Dear Listener,
I wasn’t able to write to you last week and I missed it, I felt its absence, and I missed you all. Writing these letters is part of my own listening practice and I felt like I missed an LP shift. How does it strike you when you aren’t able to serve? It can be poignant to not serve once you have felt that inner calling.
So as I sit down to write to you today, what comes in this moment is: I don’t know where these letters come from. I sit down most weeks to write a letter in support of listening and those who practice it. What I don’t do is sit down and tell you what I know. I don’t know anything about listening.
I mean that in a very specific way, in a way that bends language and begs for myth and metaphor to be the respected means of delivering what otherwise can’t be said without limiting it or inadvertently putting unfortunate and restrictive boundaries around it.
Let’s try something, you tell me what you know about listening. I’ll start by throwing a few guesses out there (please respond to this letter with yours): it’s good, listening is good. What else? It is a loving way of being present with another. It can be challenging. It can be rewarding. It calls me out and asks me to grow up. It is joyful, or can be, even when the one with whom we are listening is saddled with suffering.
Okay, now we’re entering some of the mystery. Said in mixed company, metaphorically the company of those who haven’t yet seen the value of ‘just listening,’ to remark that there can be joy even in the face of suffering just doesn’t compute for some folks. Like we’re somehow taking joy in another’s pain – which couldn’t be farther from the truth. Listening often leaves our hearts broken and raw and in shock of what we each bear up under in any given moment. And yet at our meetings this is something that comes up regularly – listening, being in actual contact with another human being, is joyful for both listener and guest.
Listening is joyful even when the other or ourselves are in the throes of suffering. The joy of listening is not dependent on what or who we are listening to.
What do you know about listening? I suppose, by default, we have been asking ourselves that question every time we sit and listen to another. We know that you can practice all you want… but you still won’t know in advance what will be asked of you to bear when you make yourself available to another human being as their listener.

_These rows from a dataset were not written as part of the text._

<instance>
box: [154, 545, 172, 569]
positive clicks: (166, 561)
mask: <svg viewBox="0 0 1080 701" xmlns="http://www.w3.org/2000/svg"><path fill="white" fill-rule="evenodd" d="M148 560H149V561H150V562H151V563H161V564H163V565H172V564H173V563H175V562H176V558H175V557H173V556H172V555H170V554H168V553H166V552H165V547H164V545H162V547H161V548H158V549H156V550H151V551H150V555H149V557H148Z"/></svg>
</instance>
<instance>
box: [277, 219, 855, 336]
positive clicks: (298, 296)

This is partly why I chime with the refrain: I don’t know what listening is, I don’t know where these letters come from. Listening strikes me as so basic, so essential, that it actually boggles my mind to define it. Listening, is mind boggling. When the mind is boggled… something else happens to the heart (oh dear I hate to put words on it, again for fear of limiting it, but when the mind is boggled the heart blooms. And I’m not telling you what to feel, I trust you understand).
Going on what we’ve been witnessing for these years of service, just about the only thing that can be said is: Listening is essential. What I mean is that listening is an orientation that comes from, or exists at, a level that can’t be broken down any further. Want to take listening even deeper and you’ll discover that… you are listening. You aren’t don’t something more basic. Listening is at the base. Listening is an essential element of human connection and health.
This mystery, the elemental or essential quality of listening, is compelling to me today. I suppose, if I’m honest, it is compelling to me most days, but as I sit to write to you – and I think about all the letters I’ve already written to you – I’m touched in particular by how listening is both basic and yet limitless. In the way that listening has shown itself to be countercultural, that it is basic might explain why so many step right over it without giving any time to the act of listening. In our culture of ‘more’ and of expertise and of mastery, who wants to focus on the basics? Our society acts as if the basics are beneath us.
To use a bit of logic here, logic used strategically against logic, without a base there’d be nothing to stand on. Listening is beneath us. It is what is holding us up.
There seems to be no end of sharing this sacred art of listening. In 11 years we haven’t exhausted it yet. It, listening, has the opposite effect: it transforms and expands us. It is multifaceted and yet ever and only itself. Basic and limitless. That still doesn’t tell anyone what listening is but that is the best that I can do within the limits of language.